Lake Superior Schooner

You probably know Gordon Lightfoot’s “The Wreck of the Edmund Fitzgerald”.  Ships under power weren’t immune to the storms.  Standing on the shore of that immense lake, I could feel the draw of that big lake, and began to appreciate both the beauty and the danger.  Today, the shipping is well offshore.

I never felt I could fall in love with flat country, but I do love the U.P.

 

Water

Colorado River Basin

I spent thirty years in the water business.  I was one of the troops, not a manager or staff person.  I did, however, do what I could to keep up with developments in the water and wastewater business.  With the Clean Water Act and the Environmental Protection Agency, rivers no longer catch fire, and our fresh water. Supply is in much better shape than, say, the 1950’s. 

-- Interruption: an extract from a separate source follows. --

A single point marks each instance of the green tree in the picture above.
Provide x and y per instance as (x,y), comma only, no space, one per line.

I worked at the Greeley, Colorado wastewater plant for three years.  The water we sent to the river met EPA standards until the Cache La Poudre flooded and washed out the pipe carrying water from one side of the river to the other for final treatment.  Lots of raw sewage went into the river for about a week until an emergency pipeline was laid on the highway bridge next to the plant.   

An old adage in the wastewater business goes, “The solution to pollution is dilution”.  That saying is mostly obsolete, but during that flood there was plenty of water for dilution.  We had to wear hip waders to get around the north side of the plant, flooded with almost three feet of water.   

The Denver Water System

Here is a big part of the water story in the American West.  There is either too much water or not enough.  Here on the Colorado Front Range a water crisis is slowly developing.  The available water is starting to run out.  Half of Denver Water’s water supply comes under the Continental Divide from the Colorado River.  There is little more water available from the river for the Denver Metro population except from spring runoff, when there is more water than can be stored.  Most years.   

Other years, the snowpack is down, spring runoff is low, reservoirs drop, and worry starts.  Water supply fluctuates, but demand only increases.  Oh, wait, during a big drought recently,  the Denver Water Board shifted its priority from dam building and water diversion to conservation.  It worked, and continues to work, not just with Denver.  Another water source is also coming into use.   

Water law says if you use water from your nearby stream, you must return what you didn’t use to the stream.  Water users downstream get lots of their water from return flows from irrigation or wastewater plant outflows.  Water law also states that water you divert from another basin does not have to be returned.  You can use it to extinction.  So what once went downstream is being captured in new reservoirs downstream made from old gravel pits and used for water exchanges, where downstream users trade their upstream water rights for return flow water from Denver.  The potato and corn fields don’t seem to mind.   

The other thing happening is taking that foreign water, treating it, and pumping it upstream for reuse.  At this point it is mostly for irrigation of parks, golf courses, and the like, but it is also being treated to drinking water standards.  Yes, you might be drinking water that once was sewage.  Not to worry, think about Omaha, St. Louis, Memphis, and New Orleans.  What are they drinking? 

Eventually this will all end.  The water will run out.  At some point, tap fees for new housing or industry will soar and development will go elsewhere.  The growth cannot continue indefinitely.  The same thing will occur in the entire Colorado River Basin.  Despite every effort to conserve or store more water, it is going to run out.  The new growth will then go to Cincinnati and Birmingham, all those wet places back East..  They have lots of water.